JULY 16 – Jamaica’s track and field is being scrutinized from top to bottom and the news of the adverse findings of A samples by some of the island’s best athletes have brought some major issues, up close and personal. 

Jamaica’s track and field history has been well recorded since 1948, but with the obvious, “you are as good as your last activity” phrase – this could wipe that excellence away if the process to clear the names of the athletes and by extension show that the management of the sport is in capable hands, is not handled strategically. 

We have heard recently of issues with doping in Turkey, USA and now Jamaica. What those administrations/personalities have done is 

  • Acted decisively
  • Taken full responsibility 
  • Opted to recover by doing investigations to clear names and identify procedures
  • Spoken frankly 

We have a tendency to act surprised or react emotionally in a dilemma or crisis, but as the world progresses with information spreading like wild fire in a jiffy, Jamaica’s slow, laid-back approach to communication has to be direct, factual and focused on highlighting transparency and reconciliation. 

To say the Brand is not affected, one has to be comatose. The athletes are the most superior ambassadors and have carried the positive outcomes of the Brand for such a long time. What the news of the athletes has done is show a gap in our management and the industry deserves much better. 

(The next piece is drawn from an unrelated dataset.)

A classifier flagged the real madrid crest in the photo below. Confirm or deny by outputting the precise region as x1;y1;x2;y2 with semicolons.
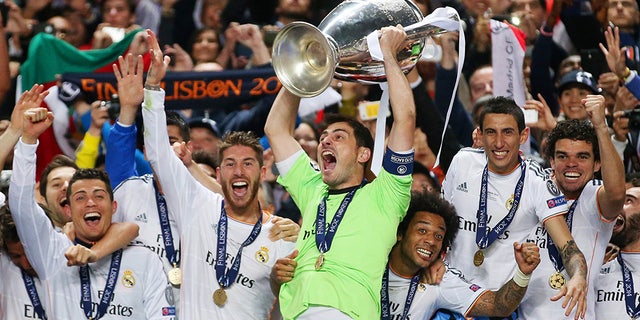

The governing body, the associated agencies and the public and private corporate society must support by offering assistance to channel its resources into 

  • public education and awareness
  • refocusing its attention to development 
  • building and repairing the negatives of the Brand 
  • being part of campaigns to re-assert the image/reputation as one which exemplifies discipline, dedication, commitment and fair play. 

We all can decide that the athletes are not cheaters, however the system/procedure by which they have been caught is one internationally used and to fight that requires unity of purpose by our actions. 

We can always look back and say, “we could have done that” however, the blow has already been thrown and the best action now is to look at corrective measures. 

Track and field therefore requires 

  • Efficient and Effective management 
  • Strategic approach to the Business of the Sport 
  • Focused attention on all the parts/areas of the Sport
  • Intervention to minimise the negative impact
  • Technical support to assist in demystifying the myth that one has to cheat to win 

There are measures by which these can be achieved, but it requires the will, mindset and the people to make it work. 

Let’s focus our attention and energies to repair the sport we all love.